Während seiner aktiven Karriere hat Ullrich mehr als 30 Millionen Euro verdient, einen Großteil davon durch Start- und Sponsorengelder. Es ist gut möglich, dass er Antritts- und Siegprämien von Rennen wieder zurückzahlen muss. Das ist allerdings von den einzelnen Verträgen abhängig, die Ullrich zum einen mit dem Veranstalter, zum anderen mit seinem jeweiligen Team geschlossen hat. In der Regel sind dort genaue Bestimmungen für solche Fälle enthalten. Dass Ullrich an Sponsoren zahlen muss, ist unwahrscheinlich. Rufschädigung ist rückwirkend rechtlich nur sehr schwer belegbar. Den Prozess vor dem internationalen Sportgerichtshof Cas muss er zwar zahlen – die Summe beläuft sich aber nur auf 8000 Euro.

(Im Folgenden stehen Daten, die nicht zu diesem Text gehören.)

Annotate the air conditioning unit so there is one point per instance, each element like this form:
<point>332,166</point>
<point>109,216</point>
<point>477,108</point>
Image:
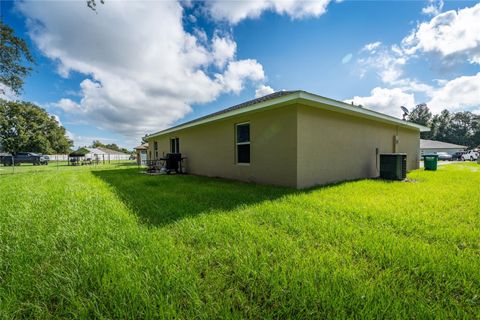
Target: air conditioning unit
<point>393,166</point>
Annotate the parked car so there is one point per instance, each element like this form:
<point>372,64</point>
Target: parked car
<point>469,155</point>
<point>24,157</point>
<point>444,156</point>
<point>457,156</point>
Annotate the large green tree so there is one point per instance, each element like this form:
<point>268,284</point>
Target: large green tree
<point>421,115</point>
<point>27,127</point>
<point>15,59</point>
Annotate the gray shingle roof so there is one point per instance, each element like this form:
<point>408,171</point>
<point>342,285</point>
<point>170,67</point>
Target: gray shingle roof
<point>238,106</point>
<point>432,144</point>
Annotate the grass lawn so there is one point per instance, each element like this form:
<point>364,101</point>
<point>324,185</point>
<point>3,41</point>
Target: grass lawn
<point>119,244</point>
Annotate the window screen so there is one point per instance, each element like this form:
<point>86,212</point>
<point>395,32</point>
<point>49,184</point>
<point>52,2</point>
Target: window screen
<point>243,143</point>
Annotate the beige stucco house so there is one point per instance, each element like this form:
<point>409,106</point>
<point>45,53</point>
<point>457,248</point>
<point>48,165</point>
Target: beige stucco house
<point>290,138</point>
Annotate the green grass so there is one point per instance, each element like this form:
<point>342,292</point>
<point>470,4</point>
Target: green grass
<point>63,165</point>
<point>119,244</point>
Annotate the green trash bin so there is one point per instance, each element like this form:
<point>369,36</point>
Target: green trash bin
<point>430,162</point>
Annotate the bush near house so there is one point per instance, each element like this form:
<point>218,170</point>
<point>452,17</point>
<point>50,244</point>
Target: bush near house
<point>118,244</point>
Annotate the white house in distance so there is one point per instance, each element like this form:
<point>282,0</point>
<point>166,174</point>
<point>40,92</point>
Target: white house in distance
<point>432,146</point>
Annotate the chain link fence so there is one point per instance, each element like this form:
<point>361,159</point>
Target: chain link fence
<point>59,163</point>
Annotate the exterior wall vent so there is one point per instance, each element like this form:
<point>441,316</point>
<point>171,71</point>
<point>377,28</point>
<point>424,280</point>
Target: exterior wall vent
<point>393,166</point>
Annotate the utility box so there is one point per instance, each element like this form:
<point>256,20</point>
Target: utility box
<point>393,166</point>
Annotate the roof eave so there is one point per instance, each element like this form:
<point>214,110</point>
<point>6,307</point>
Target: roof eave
<point>346,108</point>
<point>304,96</point>
<point>290,98</point>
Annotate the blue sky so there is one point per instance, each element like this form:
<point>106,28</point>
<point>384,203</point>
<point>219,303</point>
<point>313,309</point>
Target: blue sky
<point>138,67</point>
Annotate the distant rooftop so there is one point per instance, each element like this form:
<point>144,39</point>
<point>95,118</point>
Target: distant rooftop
<point>432,144</point>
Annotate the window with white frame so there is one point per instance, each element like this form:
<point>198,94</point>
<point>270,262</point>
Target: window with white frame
<point>174,145</point>
<point>242,141</point>
<point>155,149</point>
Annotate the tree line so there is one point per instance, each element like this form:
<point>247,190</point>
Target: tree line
<point>111,146</point>
<point>461,128</point>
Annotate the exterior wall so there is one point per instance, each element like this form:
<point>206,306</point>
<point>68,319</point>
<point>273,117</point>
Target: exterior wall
<point>335,147</point>
<point>210,148</point>
<point>141,153</point>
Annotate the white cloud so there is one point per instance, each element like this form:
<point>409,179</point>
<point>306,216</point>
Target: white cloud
<point>434,7</point>
<point>458,94</point>
<point>143,70</point>
<point>223,50</point>
<point>386,62</point>
<point>371,46</point>
<point>385,100</point>
<point>449,33</point>
<point>237,72</point>
<point>263,90</point>
<point>346,59</point>
<point>236,11</point>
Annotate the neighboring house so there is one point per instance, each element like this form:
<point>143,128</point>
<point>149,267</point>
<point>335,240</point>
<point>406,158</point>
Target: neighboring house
<point>141,154</point>
<point>105,155</point>
<point>290,138</point>
<point>431,146</point>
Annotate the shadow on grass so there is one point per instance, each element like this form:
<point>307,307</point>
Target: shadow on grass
<point>162,199</point>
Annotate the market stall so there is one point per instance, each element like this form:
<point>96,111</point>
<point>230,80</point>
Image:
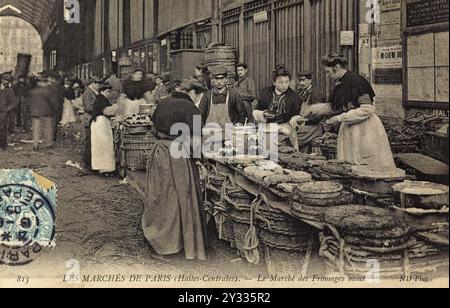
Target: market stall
<point>283,214</point>
<point>309,206</point>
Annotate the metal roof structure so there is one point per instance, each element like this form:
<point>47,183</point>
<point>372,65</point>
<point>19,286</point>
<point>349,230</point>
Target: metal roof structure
<point>36,12</point>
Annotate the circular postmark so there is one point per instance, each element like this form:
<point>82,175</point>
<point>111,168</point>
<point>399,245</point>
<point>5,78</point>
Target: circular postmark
<point>27,224</point>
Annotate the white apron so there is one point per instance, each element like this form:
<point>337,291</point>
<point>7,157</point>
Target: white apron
<point>102,148</point>
<point>365,143</point>
<point>68,115</point>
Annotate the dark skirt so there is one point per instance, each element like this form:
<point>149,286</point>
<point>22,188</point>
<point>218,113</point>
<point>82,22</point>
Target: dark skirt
<point>173,220</point>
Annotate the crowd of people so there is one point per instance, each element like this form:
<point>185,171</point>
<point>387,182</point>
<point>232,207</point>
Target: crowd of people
<point>173,220</point>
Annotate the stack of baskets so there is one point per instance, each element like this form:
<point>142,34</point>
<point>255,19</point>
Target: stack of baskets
<point>239,203</point>
<point>355,235</point>
<point>312,200</point>
<point>216,206</point>
<point>135,150</point>
<point>222,56</point>
<point>287,242</point>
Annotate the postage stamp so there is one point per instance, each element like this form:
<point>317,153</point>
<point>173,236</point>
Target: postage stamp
<point>27,216</point>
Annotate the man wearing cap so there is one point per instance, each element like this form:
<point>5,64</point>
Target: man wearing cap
<point>44,109</point>
<point>7,103</point>
<point>222,105</point>
<point>310,98</point>
<point>246,88</point>
<point>89,97</point>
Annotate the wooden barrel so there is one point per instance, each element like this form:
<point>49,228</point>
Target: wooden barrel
<point>23,64</point>
<point>222,56</point>
<point>220,52</point>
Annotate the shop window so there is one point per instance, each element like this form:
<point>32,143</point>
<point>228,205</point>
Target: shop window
<point>182,40</point>
<point>428,67</point>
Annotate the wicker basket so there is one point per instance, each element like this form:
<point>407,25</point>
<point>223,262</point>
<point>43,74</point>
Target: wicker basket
<point>226,231</point>
<point>284,262</point>
<point>136,149</point>
<point>240,232</point>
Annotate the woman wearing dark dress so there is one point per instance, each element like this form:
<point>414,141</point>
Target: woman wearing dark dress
<point>137,91</point>
<point>102,142</point>
<point>173,220</point>
<point>362,137</point>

Wie schwer ist der Schaden der Marke Jan Ullrich – für ihn selbst und für Sponsoren?


„Jan Ullrich zählte jahrelang zu dem kleinen, erlesenen Kreis umjubelter deutscher Sporthelden”, sagt Bernhard Goodwin, Medienforscher an der LMU München. Ullrich war ein Schwiegersohn-Typ, der stets um ein korrektes, sauberes Auftreten bemüht war und alle Dopingvorwürfe lange von sich gewiesen hat. „Umso größer ist deshalb der Imageschaden, den er nun davon trägt”, sagt Goodwin. Die Unehrlichkeit hat die Marke Jan Ullrich demontiert – zumindest fast. „Als Werbepartner kommen nur noch Unternehmen in Frage, die über eine gehörige Portion Selbstironie verfügen”, sagt Goodwin. Deshalb könnte Alpecin-Hersteller Dr. Wolff – der im übrigen an der erst in dieser Woche bekannt gegebenen und über drei Jahre ausgelegten Zusammenarbeit mit Ullrich festhalten will – mit einer cleveren Strategie durchaus noch von seinem Werbeträger profitieren.

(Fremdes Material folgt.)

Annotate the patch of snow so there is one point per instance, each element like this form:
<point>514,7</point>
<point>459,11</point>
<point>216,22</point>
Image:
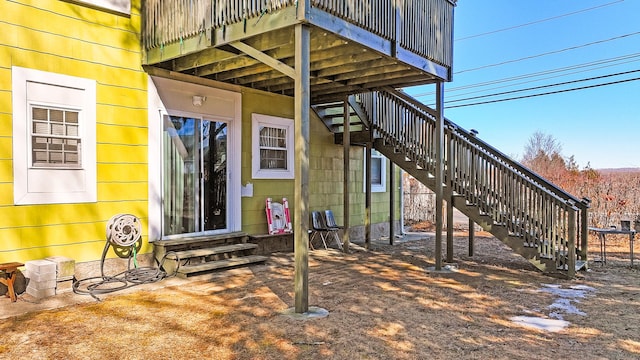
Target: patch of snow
<point>550,325</point>
<point>565,304</point>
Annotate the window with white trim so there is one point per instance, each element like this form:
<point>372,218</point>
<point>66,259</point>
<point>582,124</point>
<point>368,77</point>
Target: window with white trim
<point>378,172</point>
<point>272,139</point>
<point>119,6</point>
<point>54,138</point>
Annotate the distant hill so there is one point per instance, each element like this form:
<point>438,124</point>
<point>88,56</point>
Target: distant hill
<point>619,171</point>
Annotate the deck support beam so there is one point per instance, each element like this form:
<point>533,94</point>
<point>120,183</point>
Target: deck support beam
<point>449,179</point>
<point>367,195</point>
<point>392,201</point>
<point>266,59</point>
<point>346,141</point>
<point>439,173</point>
<point>302,104</point>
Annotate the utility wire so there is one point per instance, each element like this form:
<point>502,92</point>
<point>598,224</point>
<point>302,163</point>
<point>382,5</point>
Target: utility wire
<point>548,53</point>
<point>545,86</point>
<point>543,94</point>
<point>537,80</point>
<point>537,21</point>
<point>633,58</point>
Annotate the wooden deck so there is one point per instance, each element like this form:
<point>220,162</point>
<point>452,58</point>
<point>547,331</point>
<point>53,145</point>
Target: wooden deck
<point>354,47</point>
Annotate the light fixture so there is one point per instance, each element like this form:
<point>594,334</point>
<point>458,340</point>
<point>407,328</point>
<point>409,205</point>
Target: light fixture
<point>198,100</point>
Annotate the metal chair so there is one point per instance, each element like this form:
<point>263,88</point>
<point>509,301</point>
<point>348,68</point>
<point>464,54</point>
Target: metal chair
<point>331,221</point>
<point>318,227</point>
<point>333,227</point>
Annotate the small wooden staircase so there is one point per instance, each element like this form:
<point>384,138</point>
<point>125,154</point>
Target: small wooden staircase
<point>205,253</point>
<point>538,220</point>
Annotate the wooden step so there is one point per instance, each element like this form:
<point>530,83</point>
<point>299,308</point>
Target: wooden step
<point>198,239</point>
<point>187,270</point>
<point>186,254</point>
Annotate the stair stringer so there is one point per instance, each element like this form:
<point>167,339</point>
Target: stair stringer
<point>486,221</point>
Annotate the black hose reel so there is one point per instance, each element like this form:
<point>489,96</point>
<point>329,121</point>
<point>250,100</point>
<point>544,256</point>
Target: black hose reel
<point>124,235</point>
<point>124,232</point>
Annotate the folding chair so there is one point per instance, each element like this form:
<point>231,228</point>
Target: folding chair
<point>318,227</point>
<point>332,228</point>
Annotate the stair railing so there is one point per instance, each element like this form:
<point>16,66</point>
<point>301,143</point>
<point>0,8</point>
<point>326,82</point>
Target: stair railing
<point>528,206</point>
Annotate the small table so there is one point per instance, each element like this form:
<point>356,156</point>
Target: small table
<point>602,235</point>
<point>10,269</point>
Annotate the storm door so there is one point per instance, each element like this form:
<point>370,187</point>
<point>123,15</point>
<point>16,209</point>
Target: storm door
<point>194,175</point>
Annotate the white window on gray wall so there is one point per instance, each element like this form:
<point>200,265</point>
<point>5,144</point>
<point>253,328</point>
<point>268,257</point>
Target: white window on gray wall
<point>54,138</point>
<point>378,172</point>
<point>272,139</point>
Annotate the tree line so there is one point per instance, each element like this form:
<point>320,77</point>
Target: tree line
<point>613,194</point>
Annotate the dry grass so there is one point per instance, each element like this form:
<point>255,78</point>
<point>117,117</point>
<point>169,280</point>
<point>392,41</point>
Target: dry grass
<point>382,304</point>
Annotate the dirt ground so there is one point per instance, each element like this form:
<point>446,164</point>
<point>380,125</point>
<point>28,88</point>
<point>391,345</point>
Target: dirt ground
<point>384,303</point>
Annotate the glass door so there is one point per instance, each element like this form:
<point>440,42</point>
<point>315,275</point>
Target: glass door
<point>194,175</point>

Kann Ullrich seinen Namen jemals wieder reinwaschen?


„Er hätte schon längst für mehr Transparenz sorgen müssen, es hätte ihm doch klar sein müssen, dass die Wahrheit am Ende doch herauskommt, sagt Christoph Lütge, Professor für Wirtschaftsethik an der TU München. Ullrich hat bei seinen früheren Fans und Begleitern schon viel Kredit verspielt – retten könne er sich nur noch mit schonungsloser Wahrheit, meint Lütge. „Er muss alles auflisten, was er getan hat. Er muss ernste Reue zeigen. Dann gibt es in der Öffentlichkeit auch die Bereitschaft, ihm zu verzeihen.”

 


 

Seine Unschuld hatte Jan Ullrich längst verloren. Sportlich, als überführter (und inzwischen verurteilter) Doping- Radler. Und auch moralisch, da seine Aufarbeitung der Dopingskandale sich jahrelang auf vier Worte beschränkte: „Ich habe niemanden betrogen.” Hat er natürlich: wenn nicht die (ebenfalls zugepumpten) Konkurrenten, so doch seine Sponsoren und vor allem jene Fans, die in ihm immer noch den Top-Sportler mit Vorbildcharakter sehen.

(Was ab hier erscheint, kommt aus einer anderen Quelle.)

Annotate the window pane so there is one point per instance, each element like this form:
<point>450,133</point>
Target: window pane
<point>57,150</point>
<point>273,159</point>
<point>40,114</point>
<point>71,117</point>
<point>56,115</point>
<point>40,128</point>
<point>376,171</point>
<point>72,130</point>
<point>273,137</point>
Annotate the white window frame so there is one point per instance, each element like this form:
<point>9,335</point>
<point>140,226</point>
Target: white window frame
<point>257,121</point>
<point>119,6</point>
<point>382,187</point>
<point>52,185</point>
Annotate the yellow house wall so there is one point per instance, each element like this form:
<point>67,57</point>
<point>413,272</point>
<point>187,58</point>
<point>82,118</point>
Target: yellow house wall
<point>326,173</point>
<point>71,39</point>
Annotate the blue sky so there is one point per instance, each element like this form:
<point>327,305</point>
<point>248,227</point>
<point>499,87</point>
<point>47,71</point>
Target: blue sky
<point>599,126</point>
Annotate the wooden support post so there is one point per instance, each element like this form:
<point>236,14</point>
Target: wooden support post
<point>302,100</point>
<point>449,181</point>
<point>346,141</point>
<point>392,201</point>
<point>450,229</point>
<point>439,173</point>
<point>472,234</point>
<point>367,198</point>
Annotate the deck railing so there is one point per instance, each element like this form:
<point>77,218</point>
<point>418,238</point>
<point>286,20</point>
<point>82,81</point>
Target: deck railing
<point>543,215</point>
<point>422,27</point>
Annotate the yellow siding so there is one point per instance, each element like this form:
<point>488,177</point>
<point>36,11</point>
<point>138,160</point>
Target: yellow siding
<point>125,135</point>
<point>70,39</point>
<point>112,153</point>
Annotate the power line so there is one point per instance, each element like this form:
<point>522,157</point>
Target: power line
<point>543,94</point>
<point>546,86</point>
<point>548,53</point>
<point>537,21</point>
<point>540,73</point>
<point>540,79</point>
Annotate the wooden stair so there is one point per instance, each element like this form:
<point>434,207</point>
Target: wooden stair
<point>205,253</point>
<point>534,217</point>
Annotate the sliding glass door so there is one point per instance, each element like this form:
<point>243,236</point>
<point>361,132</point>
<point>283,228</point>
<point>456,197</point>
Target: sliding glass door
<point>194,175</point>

Jahrelang hat er geschwiegen, nun endlich erklärt sich der gestürzte Held. Und verpasst doch eine Chance, als erster geständiger Dopingsünder die Mechanismen, Machenschaften und Mittelsmänner beim Namen zu nennen. Statt dessen schreibt er nur: „Ich bestätige, dass ich Kontakt zu Fuentes hatte...es tut mir sehr leid.” Klingt wie: „Ja, okay, Ich war mal eben beim falschen Doc, war keine gute Idee, Schwamm drüber.” Kommt ein Jan zum Arzt – welch schlechter Witz, dass Ullrich just in diesen Tagen einen Sponsorvertrag mit einem Unternehmen abschloss, das jahrelang mit „Doping für die Haare” warb.